Note on the Radiation Field of the Electron

Abstract

Previous methods of treating radiative corrections in non-stationary processes such as the scattering of an electron in an atomic field or the emission of a $\beta$-ray, by an expansion in powers of $\frac{e^2}{\hslash c}$, are defective in that they predict infinite low frequency corrections to the transition probabilities. This difficulty can be avoided by a method developed here which is based on the alternative assumption that $\frac{e^2\omega }{m{c}^3}$, $\frac{\hslash \omega }{m{c}^2}$ and $\frac{\hslash \omega }{c\Delta p}$ ($\omega$ = angular frequency of radiation, $\Delta p$ = change in momentum of electron) are small compared to unity.

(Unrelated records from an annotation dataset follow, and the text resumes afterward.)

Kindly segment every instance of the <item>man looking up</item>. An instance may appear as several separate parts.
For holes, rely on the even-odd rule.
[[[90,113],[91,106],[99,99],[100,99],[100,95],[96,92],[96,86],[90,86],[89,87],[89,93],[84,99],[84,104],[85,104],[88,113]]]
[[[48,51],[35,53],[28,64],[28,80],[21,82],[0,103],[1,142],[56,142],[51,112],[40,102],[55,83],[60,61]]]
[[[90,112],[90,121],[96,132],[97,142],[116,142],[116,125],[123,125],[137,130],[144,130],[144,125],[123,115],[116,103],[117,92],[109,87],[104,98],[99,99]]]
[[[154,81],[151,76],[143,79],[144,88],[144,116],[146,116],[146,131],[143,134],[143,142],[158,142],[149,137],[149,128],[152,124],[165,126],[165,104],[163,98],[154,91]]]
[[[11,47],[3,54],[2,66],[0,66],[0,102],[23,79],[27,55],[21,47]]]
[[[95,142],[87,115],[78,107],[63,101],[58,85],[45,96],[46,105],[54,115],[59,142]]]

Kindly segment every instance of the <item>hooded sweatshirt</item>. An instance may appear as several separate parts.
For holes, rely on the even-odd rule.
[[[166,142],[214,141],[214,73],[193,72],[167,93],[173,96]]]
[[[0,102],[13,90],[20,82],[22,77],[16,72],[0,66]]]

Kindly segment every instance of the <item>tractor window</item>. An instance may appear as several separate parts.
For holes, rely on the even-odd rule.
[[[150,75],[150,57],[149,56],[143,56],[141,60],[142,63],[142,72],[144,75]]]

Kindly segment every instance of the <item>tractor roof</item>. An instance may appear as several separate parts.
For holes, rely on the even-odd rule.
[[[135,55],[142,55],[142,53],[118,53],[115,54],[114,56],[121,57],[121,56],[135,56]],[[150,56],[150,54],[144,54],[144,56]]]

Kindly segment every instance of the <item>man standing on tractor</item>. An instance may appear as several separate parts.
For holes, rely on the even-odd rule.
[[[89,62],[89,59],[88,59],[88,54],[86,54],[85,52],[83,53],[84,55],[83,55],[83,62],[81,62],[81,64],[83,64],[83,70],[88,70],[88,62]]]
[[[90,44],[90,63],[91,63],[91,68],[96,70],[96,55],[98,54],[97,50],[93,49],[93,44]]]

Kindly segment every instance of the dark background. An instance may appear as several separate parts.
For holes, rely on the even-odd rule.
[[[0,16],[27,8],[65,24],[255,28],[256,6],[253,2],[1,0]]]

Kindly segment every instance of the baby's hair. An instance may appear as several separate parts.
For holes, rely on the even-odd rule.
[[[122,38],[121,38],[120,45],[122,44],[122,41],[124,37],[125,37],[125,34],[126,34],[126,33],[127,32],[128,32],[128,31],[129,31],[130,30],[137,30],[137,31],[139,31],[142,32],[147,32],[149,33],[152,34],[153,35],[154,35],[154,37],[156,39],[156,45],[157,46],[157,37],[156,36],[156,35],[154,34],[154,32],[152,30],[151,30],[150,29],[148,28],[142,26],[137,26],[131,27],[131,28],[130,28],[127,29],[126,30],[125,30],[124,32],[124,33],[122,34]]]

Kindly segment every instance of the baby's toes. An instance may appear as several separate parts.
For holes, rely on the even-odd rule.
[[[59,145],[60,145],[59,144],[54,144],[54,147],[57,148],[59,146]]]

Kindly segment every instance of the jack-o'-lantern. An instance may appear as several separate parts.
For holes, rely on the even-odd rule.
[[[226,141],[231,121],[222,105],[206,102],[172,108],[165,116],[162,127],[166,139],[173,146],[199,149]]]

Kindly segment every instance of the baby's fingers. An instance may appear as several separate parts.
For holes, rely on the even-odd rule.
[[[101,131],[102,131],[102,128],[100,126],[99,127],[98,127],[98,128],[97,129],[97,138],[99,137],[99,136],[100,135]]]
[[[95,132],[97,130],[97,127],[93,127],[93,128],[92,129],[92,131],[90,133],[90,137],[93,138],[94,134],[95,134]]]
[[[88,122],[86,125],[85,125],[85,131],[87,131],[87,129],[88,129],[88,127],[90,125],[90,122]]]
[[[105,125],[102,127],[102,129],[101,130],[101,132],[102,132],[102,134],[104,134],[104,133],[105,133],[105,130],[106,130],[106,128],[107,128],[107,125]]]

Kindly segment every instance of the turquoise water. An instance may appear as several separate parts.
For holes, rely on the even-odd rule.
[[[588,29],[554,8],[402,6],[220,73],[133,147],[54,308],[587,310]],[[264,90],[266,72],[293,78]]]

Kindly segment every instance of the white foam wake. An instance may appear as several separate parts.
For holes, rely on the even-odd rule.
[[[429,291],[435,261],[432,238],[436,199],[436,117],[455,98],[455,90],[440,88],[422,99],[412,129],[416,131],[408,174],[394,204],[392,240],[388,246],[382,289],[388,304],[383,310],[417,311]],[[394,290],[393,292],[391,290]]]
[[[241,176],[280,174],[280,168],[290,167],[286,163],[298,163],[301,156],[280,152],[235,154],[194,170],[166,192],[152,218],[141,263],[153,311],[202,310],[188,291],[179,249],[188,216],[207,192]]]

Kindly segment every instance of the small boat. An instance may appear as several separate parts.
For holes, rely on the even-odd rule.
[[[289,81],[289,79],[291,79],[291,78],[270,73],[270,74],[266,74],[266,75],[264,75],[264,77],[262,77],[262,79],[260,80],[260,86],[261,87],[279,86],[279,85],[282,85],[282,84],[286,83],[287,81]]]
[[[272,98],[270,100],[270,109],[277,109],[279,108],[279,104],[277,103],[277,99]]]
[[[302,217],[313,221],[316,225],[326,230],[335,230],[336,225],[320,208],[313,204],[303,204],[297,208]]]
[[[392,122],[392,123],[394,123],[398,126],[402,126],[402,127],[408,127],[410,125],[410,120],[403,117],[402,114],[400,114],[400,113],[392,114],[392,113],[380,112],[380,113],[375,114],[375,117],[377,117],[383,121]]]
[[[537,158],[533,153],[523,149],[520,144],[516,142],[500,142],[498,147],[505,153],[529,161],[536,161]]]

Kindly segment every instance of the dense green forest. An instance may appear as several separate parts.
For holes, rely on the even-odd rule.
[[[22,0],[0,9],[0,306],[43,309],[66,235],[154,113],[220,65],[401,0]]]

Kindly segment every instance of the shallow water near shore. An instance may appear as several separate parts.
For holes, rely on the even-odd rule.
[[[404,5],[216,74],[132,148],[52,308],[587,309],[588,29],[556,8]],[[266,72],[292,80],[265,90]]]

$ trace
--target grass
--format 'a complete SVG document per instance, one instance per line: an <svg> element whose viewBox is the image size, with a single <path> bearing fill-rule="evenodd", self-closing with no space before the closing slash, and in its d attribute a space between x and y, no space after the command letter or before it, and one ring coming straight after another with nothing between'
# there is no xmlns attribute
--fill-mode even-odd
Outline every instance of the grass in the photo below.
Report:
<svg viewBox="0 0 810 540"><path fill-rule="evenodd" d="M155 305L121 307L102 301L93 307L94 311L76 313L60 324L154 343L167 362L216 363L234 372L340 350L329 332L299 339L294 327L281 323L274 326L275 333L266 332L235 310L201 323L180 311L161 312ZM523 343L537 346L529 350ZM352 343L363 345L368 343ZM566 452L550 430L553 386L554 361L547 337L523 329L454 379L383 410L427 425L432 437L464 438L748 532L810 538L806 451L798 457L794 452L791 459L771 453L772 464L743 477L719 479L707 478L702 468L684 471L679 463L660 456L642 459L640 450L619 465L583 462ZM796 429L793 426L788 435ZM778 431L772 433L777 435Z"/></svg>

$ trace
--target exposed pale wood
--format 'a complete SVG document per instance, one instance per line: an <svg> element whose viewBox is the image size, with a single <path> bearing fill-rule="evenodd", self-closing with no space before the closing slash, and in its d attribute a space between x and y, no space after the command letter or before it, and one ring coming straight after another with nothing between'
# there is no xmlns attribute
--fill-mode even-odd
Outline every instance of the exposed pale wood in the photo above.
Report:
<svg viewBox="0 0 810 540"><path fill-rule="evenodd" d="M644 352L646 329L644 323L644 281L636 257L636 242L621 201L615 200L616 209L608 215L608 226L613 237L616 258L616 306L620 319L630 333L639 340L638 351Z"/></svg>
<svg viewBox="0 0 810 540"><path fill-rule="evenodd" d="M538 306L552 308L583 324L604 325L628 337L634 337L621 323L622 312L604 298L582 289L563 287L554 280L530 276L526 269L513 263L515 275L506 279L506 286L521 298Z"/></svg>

In contrast to the expansion in powers of $\frac{e^2}{\hslash c}$, this permits the transition to the classical limit $\hslash =0\mathrm{}$. External perturbations on the electron are treated in the Born approximation. It is shown that for frequencies such that the above three parameters are negligible the quantum mechanical calculation yields just the directly reinterpreted results of the classical formulae, namely that the total probability of a given change in the motion of the electron is unaffected by the interaction with radiation, and that the mean number of emitted quanta is infinite in such a way that the mean radiated energy is equal to the energy radiated classically in the corresponding trajectory.